3. Extremely efficient: group-level contribution precomputation, allowing convergence "within one minute." Efficiency stems from two factors: first, the number of weights to be learned is minimal (one scalar per parameter group, e.g., per layer); second, the score is linearly separable across parameter groups. Consequently, the attribution contribution of each group is precomputed and cached, and optimization is applied only to the group-level scalar scores. This avoids recomputing with weighted gradient features at each step, typically allowing weight learning to converge within a minute.
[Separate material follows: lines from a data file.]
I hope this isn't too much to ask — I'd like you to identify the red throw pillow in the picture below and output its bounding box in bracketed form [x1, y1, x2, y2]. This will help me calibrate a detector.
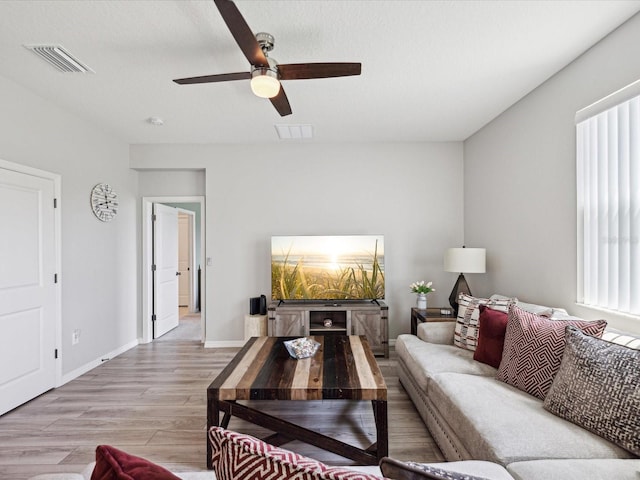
[473, 305, 509, 368]
[91, 445, 180, 480]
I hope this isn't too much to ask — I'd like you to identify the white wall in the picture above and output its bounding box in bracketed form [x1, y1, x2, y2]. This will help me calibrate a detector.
[131, 143, 463, 344]
[464, 15, 640, 331]
[0, 73, 138, 378]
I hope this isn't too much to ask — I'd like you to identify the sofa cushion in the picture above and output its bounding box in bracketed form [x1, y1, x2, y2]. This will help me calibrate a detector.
[507, 458, 640, 480]
[453, 293, 516, 351]
[395, 334, 496, 392]
[544, 326, 640, 455]
[497, 306, 607, 399]
[473, 305, 508, 368]
[209, 427, 381, 480]
[91, 445, 180, 480]
[428, 373, 633, 465]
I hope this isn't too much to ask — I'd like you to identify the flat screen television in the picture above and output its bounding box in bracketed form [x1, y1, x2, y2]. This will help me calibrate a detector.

4. Fine-grained semantic attribution: decoupling subject/style/background by changing the query set. The same mechanism can learn specialized semantic weight sets \(w_{style}, w_{subject}, w_{background}\). The technique involves constructing a query set that emphasizes the target attribute while leaving others blank: for instance, when learning style weights, the prompt specifies only the style without specifying the subject or background. This causes style-related training samples to rise in ranking, and optimization naturally increases the weights of parameter groups that "consistently contribute style semantics." The resulting semantic weights are more focused than general weights and exhibit distinct distribution patterns.

Key Experimental Results¶

Main Results¶

Image Classification (ImageNet, LDS %, higher is better):

Method	ResNet-18 w/o w	ResNet-18 w	ViT-B/16 w/o w	ViT-B/16 w
TracIn	11.39	23.92	9.67	17.63
TRAK	16.86	23.30	14.77	16.74

Language Modeling (WikiText-103, GPT-2-small, LDS %):

Method	w/o w	w
TracIn	6.31	9.23
TRAK	12.69	14.63
LoGRA	11.42	12.86
EK-FAC	15.14	18.33

Diffusion Models (LDS %, selected from four datasets):

Method	ArtBench-2 w/o→w	Naruto w/o→w	SB-Pokemon w/o→w	CIFAR-2 w/o→w
TracIn	17.63→22.02	10.54→13.59	9.34→11.79	1.39→8.48
TRAK	18.39→22.15	14.61→17.02	10.68→12.24	8.51→10.59
D-TRAK	22.72→25.15	16.75→17.85	33.88→35.05	10.17→12.18
DAS	30.47→31.58	18.72→20.44	33.55→36.12	12.66→13.79

Ablation Study¶

Downstream task validation (Mislabel Detection AUC / tail-patch, higher is better):

Task	Method	w/o w	w
Mislabel Detection AUC (ResNet-18)	TracIn	54.40	61.46
Mislabel Detection AUC (ViT-B/16)	TracIn	71.27	83.58
Mislabel Detection AUC (ViT-B/16)	TRAK	80.08	83.48
Tail-patch (WikiText)	TracIn	4.66	5.60 (Δ+0.94)
Tail-patch (WikiText)	EK-FAC	5.54	6.09 (Δ+0.55)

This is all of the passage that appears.